CUDA Reduce Optimization

Start from Kernal 3: Sequential Addressing

__global__ void reduce(int* g_idata, int* g_odata) {
    extern __shared__ int sdata[];
    
    unsigned int tid = threadIdx.x;
    unsigned int i = blockIdx.x * blockDim.x + threadIdx.x;
    sdata[tid] = g_idata[i];
    __syncthreads();
    
    for (unsigned int s = blockDim.x / 2; s > 0; s >> 1) {
        if (tid < s) {
            sdata[tid] += sdata[tid + s];
        }
        __syncthreads();
    }
}

reduce

Half of threads is idle during reduce, so we want to halve the number of blocks and replace single load like this(kernal 4):

reduce

unsigned int tid = threadIdx.x;
unsigned int i = blockIdx.x * blockDim.x * 2 + threadIdx.x;
sdata[tid] = g_idata[i] + g_idata[i + blockDim.x];
__syncthreads();

Instructions are SIMD synchronous within a warp, so when s <= 32, we can unroll the last warp(kernal 5):

__device__ void warpReduce(volatile int* sdata, int tid) {
    sdata[tid] += sdata[tid + 32]; 
    sdata[tid] += sdata[tid + 16]; 
    sdata[tid] += sdata[tid + 8]; 
    sdata[tid] += sdata[tid + 4]; 
    sdata[tid] += sdata[tid + 2]; 
    sdata[tid] += sdata[tid + 1]; 
}

for (unsigned int s=blockDim.x/2; s>32; s>>=1) {
    if (tid < s)
    	sdata[tid] += sdata[tid + s];
    __syncthreads();
}
if (tid < 32) warpReduce(sdata, tid);

it uses the mechanism of warp, we will talk about it in the next chapter.

When we consider the blockSize, we know that the max number of threads is 1024. So we can completely unroll the loop when compiling. (Using template is a trick to ensure the num of threads.)(kernel 6)

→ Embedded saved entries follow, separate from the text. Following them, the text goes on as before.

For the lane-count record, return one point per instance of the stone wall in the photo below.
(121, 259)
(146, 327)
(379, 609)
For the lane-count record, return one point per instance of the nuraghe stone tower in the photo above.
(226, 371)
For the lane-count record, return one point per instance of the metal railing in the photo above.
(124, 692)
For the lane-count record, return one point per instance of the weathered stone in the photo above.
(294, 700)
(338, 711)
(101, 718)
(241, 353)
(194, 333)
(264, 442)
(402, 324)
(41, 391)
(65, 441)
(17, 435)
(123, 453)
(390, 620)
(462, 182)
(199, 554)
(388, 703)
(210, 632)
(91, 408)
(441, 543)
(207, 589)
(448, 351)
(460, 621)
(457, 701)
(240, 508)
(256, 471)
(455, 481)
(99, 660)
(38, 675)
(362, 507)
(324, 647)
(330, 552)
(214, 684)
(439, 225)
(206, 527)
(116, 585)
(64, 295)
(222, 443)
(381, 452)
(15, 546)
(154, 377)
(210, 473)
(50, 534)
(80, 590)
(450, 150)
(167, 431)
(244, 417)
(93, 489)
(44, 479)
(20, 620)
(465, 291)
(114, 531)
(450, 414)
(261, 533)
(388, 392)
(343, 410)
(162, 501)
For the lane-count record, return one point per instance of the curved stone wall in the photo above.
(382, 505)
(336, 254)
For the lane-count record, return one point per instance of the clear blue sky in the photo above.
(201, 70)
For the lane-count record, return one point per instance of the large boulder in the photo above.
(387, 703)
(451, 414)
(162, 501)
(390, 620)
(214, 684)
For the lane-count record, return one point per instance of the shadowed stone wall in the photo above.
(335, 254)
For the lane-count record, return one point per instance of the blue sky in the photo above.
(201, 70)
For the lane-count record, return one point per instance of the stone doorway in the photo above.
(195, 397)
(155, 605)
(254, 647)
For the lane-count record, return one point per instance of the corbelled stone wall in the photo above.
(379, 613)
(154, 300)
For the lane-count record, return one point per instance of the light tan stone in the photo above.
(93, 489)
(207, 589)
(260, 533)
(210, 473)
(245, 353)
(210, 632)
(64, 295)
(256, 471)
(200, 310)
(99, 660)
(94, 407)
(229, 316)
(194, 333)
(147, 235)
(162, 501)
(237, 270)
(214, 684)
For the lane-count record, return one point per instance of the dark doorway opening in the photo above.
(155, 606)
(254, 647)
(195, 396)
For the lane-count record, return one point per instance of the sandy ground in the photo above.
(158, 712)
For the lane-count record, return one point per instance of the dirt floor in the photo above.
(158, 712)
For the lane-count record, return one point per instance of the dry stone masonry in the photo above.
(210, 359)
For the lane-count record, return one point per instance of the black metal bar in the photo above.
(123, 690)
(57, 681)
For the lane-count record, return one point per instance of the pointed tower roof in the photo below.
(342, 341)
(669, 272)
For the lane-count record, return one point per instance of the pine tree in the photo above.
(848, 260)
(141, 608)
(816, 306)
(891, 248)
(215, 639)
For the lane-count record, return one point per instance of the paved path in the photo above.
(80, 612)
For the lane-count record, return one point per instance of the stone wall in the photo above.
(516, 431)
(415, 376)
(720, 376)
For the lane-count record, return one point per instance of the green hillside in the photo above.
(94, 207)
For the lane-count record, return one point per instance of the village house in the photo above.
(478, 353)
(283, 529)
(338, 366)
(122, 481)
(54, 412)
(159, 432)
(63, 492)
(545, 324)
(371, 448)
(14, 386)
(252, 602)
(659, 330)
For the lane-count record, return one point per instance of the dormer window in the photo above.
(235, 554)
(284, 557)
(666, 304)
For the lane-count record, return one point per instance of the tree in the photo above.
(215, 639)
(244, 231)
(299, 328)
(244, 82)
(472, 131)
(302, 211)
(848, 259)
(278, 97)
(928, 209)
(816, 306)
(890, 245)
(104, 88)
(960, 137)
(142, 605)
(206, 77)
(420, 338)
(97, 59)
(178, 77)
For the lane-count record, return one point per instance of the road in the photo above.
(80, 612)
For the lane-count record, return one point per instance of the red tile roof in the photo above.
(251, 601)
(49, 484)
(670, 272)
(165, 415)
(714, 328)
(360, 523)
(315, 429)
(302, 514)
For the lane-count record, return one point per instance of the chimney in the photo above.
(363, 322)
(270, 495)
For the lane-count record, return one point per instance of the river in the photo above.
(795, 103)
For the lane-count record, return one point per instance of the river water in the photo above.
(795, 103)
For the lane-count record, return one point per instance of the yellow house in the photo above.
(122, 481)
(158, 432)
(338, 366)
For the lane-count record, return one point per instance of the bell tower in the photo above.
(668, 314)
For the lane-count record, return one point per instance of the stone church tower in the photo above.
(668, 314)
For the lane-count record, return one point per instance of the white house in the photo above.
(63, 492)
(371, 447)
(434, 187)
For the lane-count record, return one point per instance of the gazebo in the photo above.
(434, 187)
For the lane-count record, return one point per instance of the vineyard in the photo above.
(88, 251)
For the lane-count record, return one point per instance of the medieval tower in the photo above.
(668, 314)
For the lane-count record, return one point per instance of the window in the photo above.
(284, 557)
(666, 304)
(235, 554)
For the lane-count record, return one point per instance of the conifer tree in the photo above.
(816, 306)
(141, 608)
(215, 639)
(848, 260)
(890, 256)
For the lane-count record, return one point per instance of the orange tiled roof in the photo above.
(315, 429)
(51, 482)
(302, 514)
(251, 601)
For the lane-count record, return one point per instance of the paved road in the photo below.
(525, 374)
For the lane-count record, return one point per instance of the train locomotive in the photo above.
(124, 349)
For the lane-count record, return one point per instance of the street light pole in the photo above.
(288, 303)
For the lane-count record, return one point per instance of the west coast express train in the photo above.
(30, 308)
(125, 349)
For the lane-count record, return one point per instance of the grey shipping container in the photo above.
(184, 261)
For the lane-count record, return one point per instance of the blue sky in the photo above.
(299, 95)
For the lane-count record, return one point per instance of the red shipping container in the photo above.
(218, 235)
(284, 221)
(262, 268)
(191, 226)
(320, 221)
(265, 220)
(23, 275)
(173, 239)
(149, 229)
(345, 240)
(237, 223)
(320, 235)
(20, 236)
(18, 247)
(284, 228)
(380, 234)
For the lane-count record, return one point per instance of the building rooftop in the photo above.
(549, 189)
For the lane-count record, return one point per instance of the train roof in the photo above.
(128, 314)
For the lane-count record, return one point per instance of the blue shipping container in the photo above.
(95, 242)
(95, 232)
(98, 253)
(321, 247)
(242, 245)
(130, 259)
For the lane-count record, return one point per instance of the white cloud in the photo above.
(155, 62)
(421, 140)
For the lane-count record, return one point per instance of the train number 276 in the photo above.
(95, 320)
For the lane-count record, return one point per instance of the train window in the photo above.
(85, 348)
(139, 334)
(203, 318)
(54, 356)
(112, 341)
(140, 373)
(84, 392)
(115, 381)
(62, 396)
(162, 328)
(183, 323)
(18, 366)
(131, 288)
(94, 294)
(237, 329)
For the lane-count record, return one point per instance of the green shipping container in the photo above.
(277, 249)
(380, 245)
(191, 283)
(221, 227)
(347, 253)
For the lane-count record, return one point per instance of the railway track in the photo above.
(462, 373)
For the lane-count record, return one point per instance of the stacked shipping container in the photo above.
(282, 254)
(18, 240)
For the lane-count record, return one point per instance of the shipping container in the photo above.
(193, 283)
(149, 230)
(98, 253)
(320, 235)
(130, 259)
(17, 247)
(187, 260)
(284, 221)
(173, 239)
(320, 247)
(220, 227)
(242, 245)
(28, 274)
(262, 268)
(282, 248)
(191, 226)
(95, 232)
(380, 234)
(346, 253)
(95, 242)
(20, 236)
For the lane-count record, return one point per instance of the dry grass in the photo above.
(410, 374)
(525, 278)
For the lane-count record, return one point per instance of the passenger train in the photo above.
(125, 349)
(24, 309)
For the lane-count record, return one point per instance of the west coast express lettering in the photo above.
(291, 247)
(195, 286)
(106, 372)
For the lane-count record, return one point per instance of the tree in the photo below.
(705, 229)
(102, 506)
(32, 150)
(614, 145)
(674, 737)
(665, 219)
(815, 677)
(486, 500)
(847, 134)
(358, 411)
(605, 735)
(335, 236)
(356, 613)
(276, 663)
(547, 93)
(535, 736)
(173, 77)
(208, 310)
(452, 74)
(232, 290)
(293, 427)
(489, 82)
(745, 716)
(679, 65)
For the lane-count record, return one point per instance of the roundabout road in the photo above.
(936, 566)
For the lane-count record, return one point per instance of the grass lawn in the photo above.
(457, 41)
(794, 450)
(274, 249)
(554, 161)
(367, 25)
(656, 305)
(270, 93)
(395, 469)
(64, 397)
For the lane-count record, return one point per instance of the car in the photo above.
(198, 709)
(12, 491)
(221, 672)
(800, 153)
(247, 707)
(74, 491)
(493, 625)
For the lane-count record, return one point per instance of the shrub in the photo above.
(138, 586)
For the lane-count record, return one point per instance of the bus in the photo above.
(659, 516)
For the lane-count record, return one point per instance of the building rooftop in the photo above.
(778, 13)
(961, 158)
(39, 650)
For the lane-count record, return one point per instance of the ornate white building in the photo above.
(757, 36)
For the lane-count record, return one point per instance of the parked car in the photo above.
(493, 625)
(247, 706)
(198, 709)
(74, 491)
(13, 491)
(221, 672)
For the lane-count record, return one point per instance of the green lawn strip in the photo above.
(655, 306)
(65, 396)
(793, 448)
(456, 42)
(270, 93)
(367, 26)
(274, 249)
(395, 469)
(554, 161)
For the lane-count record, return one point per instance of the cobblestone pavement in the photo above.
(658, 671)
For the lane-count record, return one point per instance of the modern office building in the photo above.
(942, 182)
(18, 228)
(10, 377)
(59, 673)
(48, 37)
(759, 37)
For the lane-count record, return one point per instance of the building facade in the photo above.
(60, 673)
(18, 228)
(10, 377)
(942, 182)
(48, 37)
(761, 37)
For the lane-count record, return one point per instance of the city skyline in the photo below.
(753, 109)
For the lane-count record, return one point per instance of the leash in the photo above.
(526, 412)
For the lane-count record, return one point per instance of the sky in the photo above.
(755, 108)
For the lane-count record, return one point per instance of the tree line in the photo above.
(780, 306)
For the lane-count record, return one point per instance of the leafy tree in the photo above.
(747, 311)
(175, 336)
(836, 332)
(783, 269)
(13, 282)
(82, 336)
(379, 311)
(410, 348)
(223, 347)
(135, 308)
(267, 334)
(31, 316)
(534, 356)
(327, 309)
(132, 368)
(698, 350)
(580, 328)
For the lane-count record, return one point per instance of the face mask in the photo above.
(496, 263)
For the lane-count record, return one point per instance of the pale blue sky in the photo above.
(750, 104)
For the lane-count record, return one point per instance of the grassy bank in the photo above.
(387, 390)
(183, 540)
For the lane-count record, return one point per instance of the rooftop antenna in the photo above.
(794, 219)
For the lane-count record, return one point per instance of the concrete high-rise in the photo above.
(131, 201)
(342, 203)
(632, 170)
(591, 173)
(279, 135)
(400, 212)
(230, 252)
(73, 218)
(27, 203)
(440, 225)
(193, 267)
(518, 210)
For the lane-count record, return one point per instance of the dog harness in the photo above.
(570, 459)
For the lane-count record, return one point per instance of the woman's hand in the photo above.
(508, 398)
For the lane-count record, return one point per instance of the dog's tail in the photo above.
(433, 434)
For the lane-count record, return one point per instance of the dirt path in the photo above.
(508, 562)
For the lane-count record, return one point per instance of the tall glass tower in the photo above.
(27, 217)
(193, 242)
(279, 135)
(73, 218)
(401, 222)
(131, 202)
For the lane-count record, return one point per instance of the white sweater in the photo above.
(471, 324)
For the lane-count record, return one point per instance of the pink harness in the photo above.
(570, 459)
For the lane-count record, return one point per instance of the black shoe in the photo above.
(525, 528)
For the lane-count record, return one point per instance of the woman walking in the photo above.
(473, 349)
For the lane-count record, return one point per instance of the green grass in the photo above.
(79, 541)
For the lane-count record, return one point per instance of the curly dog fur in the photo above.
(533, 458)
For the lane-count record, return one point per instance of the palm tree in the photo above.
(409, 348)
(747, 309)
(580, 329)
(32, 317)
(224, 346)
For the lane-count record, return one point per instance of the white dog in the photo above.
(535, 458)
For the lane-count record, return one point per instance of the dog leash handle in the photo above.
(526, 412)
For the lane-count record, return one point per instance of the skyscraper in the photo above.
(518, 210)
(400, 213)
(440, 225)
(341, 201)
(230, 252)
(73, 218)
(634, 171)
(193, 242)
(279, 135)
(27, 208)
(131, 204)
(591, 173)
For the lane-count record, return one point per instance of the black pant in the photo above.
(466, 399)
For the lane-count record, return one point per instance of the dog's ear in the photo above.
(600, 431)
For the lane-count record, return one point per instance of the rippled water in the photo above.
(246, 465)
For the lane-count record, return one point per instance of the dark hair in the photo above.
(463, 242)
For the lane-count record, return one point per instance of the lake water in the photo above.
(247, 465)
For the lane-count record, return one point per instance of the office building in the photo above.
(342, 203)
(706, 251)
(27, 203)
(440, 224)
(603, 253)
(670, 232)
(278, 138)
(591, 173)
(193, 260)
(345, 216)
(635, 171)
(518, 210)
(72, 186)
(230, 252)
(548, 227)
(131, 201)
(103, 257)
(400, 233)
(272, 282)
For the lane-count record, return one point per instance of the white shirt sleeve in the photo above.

template <unsigned int blockSize>
__global__ void reduce(int* g_idata, int* g_odata) {
    extern __shared__ int sdata[];
    
    unsigned int tid = threadIdx.x;
    unsigned int i = blockIdx.x * blockDim.x * 2 + threadIdx.x;
    sdata[tid] = g_idata[i] + g_idata[i + blockDim.x];
    __syncthreads();
    
    if (blockSize >= 1024)  {
        if (tid < 512) {
            sdata[tid] += sdata[tid + 512];
        }
        __syncthreads();
    }
    if (blockSize >= 512)  {
        if (tid < 256) {
            sdata[tid] += sdata[tid + 256];
        }
        __syncthreads();
    }
    if (blockSize >= 256)  {
        if (tid < 128) {
            sdata[tid] += sdata[tid + 128];
        }
        __syncthreads();
    }
    if (blockSize >= 128)  {
        if (tid < 64) {
            sdata[tid] += sdata[tid + 64];
        }
        __syncthreads();
    }
    // if blockSize == 64 or less, we can use warp to reduce computation.
    if (tid < 32) {
        warpRuduce<blockSize>(sdata, tid);
    }
    
    if (tid == 0) g_odata[blockIdx.x] = sdata[0];
}

Grid, block, thread and warp in CUDA

From a hardware perspective:

SP(streaming processor): CUDA core. A thread executes on a SP.
SM(streaming multiprocessor): One SM has multiple SPs and has SFU, shared memory, register file and warp scheduler.

Form a software perspective:

thread: a CUDA program has been executed with many threads.
block: many threads are grouped into a block. Threads in the same block can call __syncthreads() to synchronize, also, they can use shared_memory to communicate.
grid: many blocks are grouped into a grid.